Food: Forget restaurants in June - eat on the street at the trestle- tabled cookshops in the popular arreais - the gaily decorated eating, drinking and dancing areas in squares and on street corners. Hamburgers, stewed snails, and above all, sardines slapped on half oil drum barbecues.
Places to be at 6am: Down by the wholesale flower market on the Cais do Sodre, having a cup of hot chocolate and a brandy with nightclubbers and florists from the suburbs.
On the top-floor of an old apartment block in the Rua do Poco dos Negroes, eating a plate of catchoupa, a Cape Verdean pigs foot and bean stew prepared by the housewife's husband, a ship's cook.

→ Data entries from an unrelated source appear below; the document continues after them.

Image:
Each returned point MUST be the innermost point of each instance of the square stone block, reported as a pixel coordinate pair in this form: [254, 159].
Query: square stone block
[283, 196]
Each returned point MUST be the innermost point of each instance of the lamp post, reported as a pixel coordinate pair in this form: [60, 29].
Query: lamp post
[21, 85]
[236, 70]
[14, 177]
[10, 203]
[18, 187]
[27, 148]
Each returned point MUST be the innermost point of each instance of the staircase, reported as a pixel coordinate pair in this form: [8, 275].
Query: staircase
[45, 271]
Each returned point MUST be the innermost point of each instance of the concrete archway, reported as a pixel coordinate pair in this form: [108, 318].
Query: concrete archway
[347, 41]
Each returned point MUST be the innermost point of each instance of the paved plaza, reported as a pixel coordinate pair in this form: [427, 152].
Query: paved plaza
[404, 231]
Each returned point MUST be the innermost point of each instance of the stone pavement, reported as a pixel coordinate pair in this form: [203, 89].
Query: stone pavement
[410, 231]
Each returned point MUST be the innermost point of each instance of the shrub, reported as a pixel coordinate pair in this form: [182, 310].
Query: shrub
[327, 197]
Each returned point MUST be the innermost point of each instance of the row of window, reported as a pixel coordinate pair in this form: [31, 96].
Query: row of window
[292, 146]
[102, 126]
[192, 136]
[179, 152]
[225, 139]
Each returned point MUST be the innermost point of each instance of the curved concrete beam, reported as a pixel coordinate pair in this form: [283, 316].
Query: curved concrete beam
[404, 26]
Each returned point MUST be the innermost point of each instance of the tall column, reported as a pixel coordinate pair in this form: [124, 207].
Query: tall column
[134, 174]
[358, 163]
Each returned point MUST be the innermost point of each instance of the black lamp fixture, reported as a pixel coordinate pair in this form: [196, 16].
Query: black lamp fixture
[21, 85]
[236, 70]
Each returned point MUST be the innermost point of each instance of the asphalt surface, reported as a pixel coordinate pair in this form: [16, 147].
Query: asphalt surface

Securing a pitch at the Feira da Ladra (thieves market, actually a flea market) behind St Vincent's Church to sell off cloth souvenirs acquired in the manner described above.
Alternative Sunday outing: Join a mass drive-slow blocking the 25th April Bridge in protest at the imposition of higher toll fees to pay for the building of a second bridge. Hire a car, stick a Nao Pago Mais! (I'm not paying any more) sign in the back window and some balloons on the aerial and crawl towards the bridge, refusing to stop at the toll booth. You may even be pulled over and fined three thousand escudos, making the whole episode into a colourful anecdote with which to entertain dinner party guests rendered speechless by your bacalao Gomes de Sa.